Thalassic “pertaining to seas or oceans, growing or found in the sea” is a relatively rare technical term used in oceanography, usually applied to bodies of salt water such as gulfs or bays that are smaller than oceans. The adjective comes ultimately from the Greek noun thálassa, thálatta “sea, the sea, the Mediterranean Sea.” Thálassa has no reliable etymology but is from the same pre-Greek language that gave Greek an alternative form to thálassa, thálatta, namely, dalánkha, recorded only once, in a dictionary of the 5th century a.d.

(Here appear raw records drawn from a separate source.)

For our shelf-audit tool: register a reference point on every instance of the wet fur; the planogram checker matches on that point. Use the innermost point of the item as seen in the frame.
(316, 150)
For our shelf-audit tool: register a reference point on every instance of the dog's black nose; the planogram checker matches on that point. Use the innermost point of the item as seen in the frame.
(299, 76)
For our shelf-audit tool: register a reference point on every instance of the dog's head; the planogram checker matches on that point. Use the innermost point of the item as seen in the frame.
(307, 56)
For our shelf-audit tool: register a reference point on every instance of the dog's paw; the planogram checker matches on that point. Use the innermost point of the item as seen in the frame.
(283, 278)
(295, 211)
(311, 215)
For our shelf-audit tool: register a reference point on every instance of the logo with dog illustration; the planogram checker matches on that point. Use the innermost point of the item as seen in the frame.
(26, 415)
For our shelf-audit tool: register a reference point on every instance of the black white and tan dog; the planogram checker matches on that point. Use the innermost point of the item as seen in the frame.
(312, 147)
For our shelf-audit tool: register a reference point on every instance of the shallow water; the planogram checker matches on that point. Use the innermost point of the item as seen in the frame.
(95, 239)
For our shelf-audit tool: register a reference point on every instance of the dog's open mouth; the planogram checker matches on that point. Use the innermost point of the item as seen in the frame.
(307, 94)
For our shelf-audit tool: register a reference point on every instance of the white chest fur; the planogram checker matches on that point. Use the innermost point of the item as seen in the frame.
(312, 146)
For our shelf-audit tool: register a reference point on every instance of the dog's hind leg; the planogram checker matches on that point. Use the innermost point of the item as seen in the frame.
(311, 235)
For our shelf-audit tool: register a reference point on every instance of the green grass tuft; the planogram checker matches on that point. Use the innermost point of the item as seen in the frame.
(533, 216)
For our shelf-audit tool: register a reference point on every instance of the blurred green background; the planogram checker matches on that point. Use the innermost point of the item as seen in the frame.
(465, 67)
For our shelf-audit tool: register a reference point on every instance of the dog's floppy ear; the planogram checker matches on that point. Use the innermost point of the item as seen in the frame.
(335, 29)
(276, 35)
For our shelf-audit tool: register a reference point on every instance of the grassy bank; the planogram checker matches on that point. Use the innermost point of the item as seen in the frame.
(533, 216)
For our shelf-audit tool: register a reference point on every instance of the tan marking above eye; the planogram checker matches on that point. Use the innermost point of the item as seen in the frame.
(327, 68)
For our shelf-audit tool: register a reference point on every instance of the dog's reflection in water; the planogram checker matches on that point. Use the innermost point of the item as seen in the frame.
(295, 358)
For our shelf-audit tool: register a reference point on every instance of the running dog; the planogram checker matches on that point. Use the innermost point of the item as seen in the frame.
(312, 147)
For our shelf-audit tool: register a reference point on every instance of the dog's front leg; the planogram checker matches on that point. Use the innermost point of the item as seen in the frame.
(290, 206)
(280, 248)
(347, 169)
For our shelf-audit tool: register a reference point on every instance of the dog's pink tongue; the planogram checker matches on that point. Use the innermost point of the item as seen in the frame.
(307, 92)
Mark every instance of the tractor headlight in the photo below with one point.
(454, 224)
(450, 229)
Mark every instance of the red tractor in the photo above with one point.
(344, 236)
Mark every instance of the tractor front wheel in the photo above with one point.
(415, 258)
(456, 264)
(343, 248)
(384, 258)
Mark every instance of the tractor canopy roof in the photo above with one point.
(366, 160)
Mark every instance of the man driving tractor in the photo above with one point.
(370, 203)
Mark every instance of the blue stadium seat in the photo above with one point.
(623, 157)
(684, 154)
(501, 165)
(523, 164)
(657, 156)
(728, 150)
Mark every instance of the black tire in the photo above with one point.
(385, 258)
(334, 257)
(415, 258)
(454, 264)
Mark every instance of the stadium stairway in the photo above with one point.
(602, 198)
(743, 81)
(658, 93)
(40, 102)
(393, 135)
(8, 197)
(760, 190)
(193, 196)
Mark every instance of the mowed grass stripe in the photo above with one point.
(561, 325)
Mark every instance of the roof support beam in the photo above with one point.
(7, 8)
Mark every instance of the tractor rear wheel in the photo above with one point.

Early in “Telemachus,” the first chapter of Ulysses, the irrepressible Malachi “Buck” Mulligan tries to convert a sullen Stephen Dedalus from Catholicism to Hellenism: “Ah, Dedalus, the Greeks…. You must read them in the original. Thalatta! Thalatta!” But Buck’s Hellenism is as shallow as everything else about him: he would have seen thalatta thalatta in his second or third semester of high school Greek in Book 4, Chapter 7 of the Anabasis of Xenophon, whose works were much read as school texts because of the simplicity of his style. The word thalassic entered English in the mid-18th century.

how is thalassic used?

I, recalling the crimson chamber in his castle, speculated upon his living arrangements in thalassic caverns I could scarcely conceive.

Gene Wolfe, The Urth of the New Sun, 1987

He was sure something would come from the deeps to attack the fleet. There were old thalassic Instrumentalities uglier than any revenants stirring ashore.